Memorie di una Geisha
Memoirs of a Geisha
Regia
Rob Marshall
Sceneggiatura
Robin Swicord,
Doug Wright
Fotografia
Dion Beebe
Montaggio
Pietro Scalia
Musica
John Williams,
Colleen Atwoodl
Interpreti
Ken Watanabe, Ziyi Zahng, Koji Yakusho, Michelle Yeoh, Gong Li
Anno
2005
Durata
137'
Nazione
USA
Genere
sentimentale
Distribuzione
Eagle Pictures
‘Geisha’ in giapponese significa ‘artista’; della danza, della musica, della conversazione, dell’arte del te, del dare piacere in tutte le sue forme. Una figura mitica la cui origine si perde nella notte dei tempi ed i cui echi sono giunti sino a noi coperti da un velo di mistero e di sapori lontani. Una figura che nell’immaginario collettivo occidentale, così abituato a consumare tutto e subito, a ridurre per semplificazioni, ha acquisito una bidimensionalità assolutamente fuorviante e comparabile ad una figura dai comportamenti leggeri e licenziosi; una dama di compagnia il cui piacere è pura fisicità, una sorta di prostituta per alta società.
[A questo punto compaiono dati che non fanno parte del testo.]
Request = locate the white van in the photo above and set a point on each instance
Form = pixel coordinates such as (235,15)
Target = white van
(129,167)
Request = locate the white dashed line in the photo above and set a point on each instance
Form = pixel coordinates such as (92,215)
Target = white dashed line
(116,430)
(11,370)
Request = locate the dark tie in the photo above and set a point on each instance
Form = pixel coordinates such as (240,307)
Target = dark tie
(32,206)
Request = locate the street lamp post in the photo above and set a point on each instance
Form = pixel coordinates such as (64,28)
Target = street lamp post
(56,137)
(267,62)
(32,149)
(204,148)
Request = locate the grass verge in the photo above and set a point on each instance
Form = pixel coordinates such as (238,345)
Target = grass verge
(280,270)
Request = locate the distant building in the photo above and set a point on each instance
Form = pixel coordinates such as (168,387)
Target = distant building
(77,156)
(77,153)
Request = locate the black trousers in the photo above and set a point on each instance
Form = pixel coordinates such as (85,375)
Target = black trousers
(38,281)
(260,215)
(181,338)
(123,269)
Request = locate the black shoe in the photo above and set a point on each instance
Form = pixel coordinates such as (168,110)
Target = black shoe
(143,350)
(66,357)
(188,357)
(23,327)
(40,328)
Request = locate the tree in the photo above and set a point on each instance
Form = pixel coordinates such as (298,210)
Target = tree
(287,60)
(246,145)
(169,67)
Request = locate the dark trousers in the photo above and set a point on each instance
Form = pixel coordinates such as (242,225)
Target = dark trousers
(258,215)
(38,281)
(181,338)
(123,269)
Ci si augurava che a riaffermare la verità su tale figura contribuisse almeno in parte Memorie di una geisha, tratto dall’omonimo bestseller – e qui il primo campanello di allarme – di Arthur Golden. Il romanzo nato da una serie di conversazioni avute con una vera geisha da parte di Golden, laureato in Storia dell’Arte e con un Master in Storia del Giappone, avrebbe dovuto nelle intenzioni dell’autore sfatare il mito di cui sopra e riaffermare una verità che è innanzitutto storica.
Questo non accade, almeno nella pellicola diretta da Rob Marshall, autore del pluripremiato Chicago cinematografico. Se in Chicago Marshall, che proveniva dai palcoscenici del West End londinese in cui aveva messo in scena la medesima opera, conosceva la materia che maneggiava e l’aggrediva plasmandola con la macchina da presa e mezzi prettamente cinematografici, in questa sua seconda fatica, vuoi perché chiamato in sostituzione del rinunciatario Spielberg - rimasto in veste di produttore - vuoi perché di fronte ad una materia a lui poco congeniale, si limita ad un calligrafismo di maniera, elegante quanto si vuole, ma sterile e privo di invenzioni visive e narrative che vivacizzino una materia altresì indolente ed apatica come norme e regole che trasformano una giovane bambina dai natali umili a geisha tra le più ricercate e desiderate.
Il film soffre di quella superficialità che si voleva in realtà affrontare e sconfiggere con la storia dell’amore impossibile della geisha Sayuri (Zhang Ziyi, Hero e La foresta dei pugnali volanti) ed il Sovrintendente (Ken Watanabe, L’ultimo samurai) che fagocita rituali e regole di comportamento che avrebbero bisogno di un’opera loro dedicata completamente. Ma essendo un film pensato per piacere ad un pubblico prevalentemente occidentale affascinato dal quel turistico esoticismo oggi materializzatosi nei sempre più frequenti sushi-bar, il dramma amoroso conquista velocemente il proscenio per non abbandonarlo più. E non aiuta di certo la leggerezza dell’opera e la sua scorrevolezza la costante presenza della voce-off narrante ed onnisciente della protagonista che spiega troppo e tutto, invadendo ogni singola inquadratura del film.
Forse sarebbe stato necessario un occhio giapponese, una sensibilità meno votata allo spettacolo per poterci accompagnare per mano all’interno di un mondo che è più animistico che fisico, filosofico che pedagogico. Rimane un’opera incompiuta, un’occasione mancata, più noiosa che affascinante, più illustrativa che formativa.